Kommentar zur Ratssitzung am 18.Mai 2017 der SG Brome

Das Hauptthema Schulen in der Samtgemeinde.

Anwesend Außerdem Samtgemeinderat und der Bromer Samtgemeindeverwaltung, waren jede Menge Eltern das Waldschule Tülau -Voitze und der Hauptschule Rühen anwesend.
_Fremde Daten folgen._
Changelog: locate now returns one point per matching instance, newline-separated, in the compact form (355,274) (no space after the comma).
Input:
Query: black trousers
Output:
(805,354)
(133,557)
Nach einem für mich ermüdenden Vortrag der Gemeindeverwaltung zum Thema Schule durften die Bürger Fragen stellen.

Es zeigte sich schnell das die gut gestellten Fragen von der Samtgemeinde wegen schlechter Vorbereitung nicht beantwortet werden konnten.
Zu dem einleitenden Vortrag und bei den Beantwortungen der Fragen möchte ich folgendes bemerken.

In der Samtgemeinde Brome geht es nicht um das Wohl der Kinder sondern nur um Senkung von Kosten.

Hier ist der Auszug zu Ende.